The plant, more than 10,000 square meters in size, is part of the company’s effort to scale up commercial mass production of the Roam Air as well as improve efficiency. This new location will enable Roam’s engineers and technicians to increase capacity throughout the assembly process and improve overall safety and quality.
The new premises will also combine the production, distribution, and storage operations under one roof, creating a technology hub and reducing the company’s overall carbon footprint. Currently, Roam has more than 150 highly skilled employees, within design, engineering and production to ensure that the electric motorcycles retain quality and affordability while building local capacity. The company’s growth is expected to continue in 2023 as the company continues to expand in East Africa to meet demand.
Roam’s new production facility operations are being led by Brett Mangel, Chief Operations Officer, who formerly worked at Tesla, where he was part of the team successfully scaling high-quality production for electric vehicles.

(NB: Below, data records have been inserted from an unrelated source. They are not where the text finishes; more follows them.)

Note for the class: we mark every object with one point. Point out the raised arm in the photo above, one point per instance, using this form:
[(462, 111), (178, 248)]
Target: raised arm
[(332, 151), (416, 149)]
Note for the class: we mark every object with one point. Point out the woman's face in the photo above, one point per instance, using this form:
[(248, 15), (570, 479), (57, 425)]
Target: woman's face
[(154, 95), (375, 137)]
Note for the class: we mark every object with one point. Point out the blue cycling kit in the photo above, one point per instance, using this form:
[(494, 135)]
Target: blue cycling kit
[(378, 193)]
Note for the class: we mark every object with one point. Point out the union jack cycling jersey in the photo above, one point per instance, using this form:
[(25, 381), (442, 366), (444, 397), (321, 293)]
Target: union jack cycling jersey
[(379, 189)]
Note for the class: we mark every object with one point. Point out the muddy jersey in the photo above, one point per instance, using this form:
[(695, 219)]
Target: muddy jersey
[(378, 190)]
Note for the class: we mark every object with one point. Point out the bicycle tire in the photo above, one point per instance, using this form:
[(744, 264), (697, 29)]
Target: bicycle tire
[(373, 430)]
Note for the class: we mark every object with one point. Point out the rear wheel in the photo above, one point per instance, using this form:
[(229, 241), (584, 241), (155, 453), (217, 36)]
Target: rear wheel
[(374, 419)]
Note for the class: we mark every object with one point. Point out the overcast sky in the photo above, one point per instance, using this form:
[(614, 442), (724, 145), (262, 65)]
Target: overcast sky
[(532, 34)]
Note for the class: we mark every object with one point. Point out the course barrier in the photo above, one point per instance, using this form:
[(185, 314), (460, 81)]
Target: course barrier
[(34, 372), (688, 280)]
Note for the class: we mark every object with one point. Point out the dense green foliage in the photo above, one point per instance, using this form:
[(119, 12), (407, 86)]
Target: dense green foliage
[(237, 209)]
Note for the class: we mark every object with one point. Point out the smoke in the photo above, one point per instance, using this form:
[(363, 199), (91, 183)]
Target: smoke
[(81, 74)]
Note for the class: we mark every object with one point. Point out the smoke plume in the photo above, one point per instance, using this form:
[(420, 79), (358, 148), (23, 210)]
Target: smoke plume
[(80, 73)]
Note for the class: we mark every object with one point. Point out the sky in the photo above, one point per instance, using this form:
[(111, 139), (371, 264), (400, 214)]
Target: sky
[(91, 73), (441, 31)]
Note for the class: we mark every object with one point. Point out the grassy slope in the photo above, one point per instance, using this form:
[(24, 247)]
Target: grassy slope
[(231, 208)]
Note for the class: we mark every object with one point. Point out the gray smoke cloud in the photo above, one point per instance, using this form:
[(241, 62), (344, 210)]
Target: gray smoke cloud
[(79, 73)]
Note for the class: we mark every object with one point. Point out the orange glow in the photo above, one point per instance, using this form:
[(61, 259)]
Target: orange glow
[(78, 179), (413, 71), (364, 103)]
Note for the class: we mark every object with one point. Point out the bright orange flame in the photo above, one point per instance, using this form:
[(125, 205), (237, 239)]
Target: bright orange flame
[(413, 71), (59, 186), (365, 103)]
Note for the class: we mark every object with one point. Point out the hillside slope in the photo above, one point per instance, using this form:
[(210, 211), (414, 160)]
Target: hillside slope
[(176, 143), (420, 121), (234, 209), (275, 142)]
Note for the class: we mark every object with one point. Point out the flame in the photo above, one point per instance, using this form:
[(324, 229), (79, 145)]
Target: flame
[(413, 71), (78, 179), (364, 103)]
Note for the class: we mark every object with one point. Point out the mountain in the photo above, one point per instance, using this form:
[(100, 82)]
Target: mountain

“Moving ahead with this new production facility represents a significant step forward in bringing sustainable mobility solutions to Kenya,” said Brett Mangel. “With some of the brightest talent, key partners, and access to a good infrastructure and logistics network, Roam is confident that this new location is a step in the right direction.”
“I am very proud of the team for the work they’re doing during this phase of expansion. It’s exciting to envision the improvements in production efficiency we will achieve and the new jobs that will be created as we continue to grow,” explains Japheth Ruttoh, Head of Production at Roam.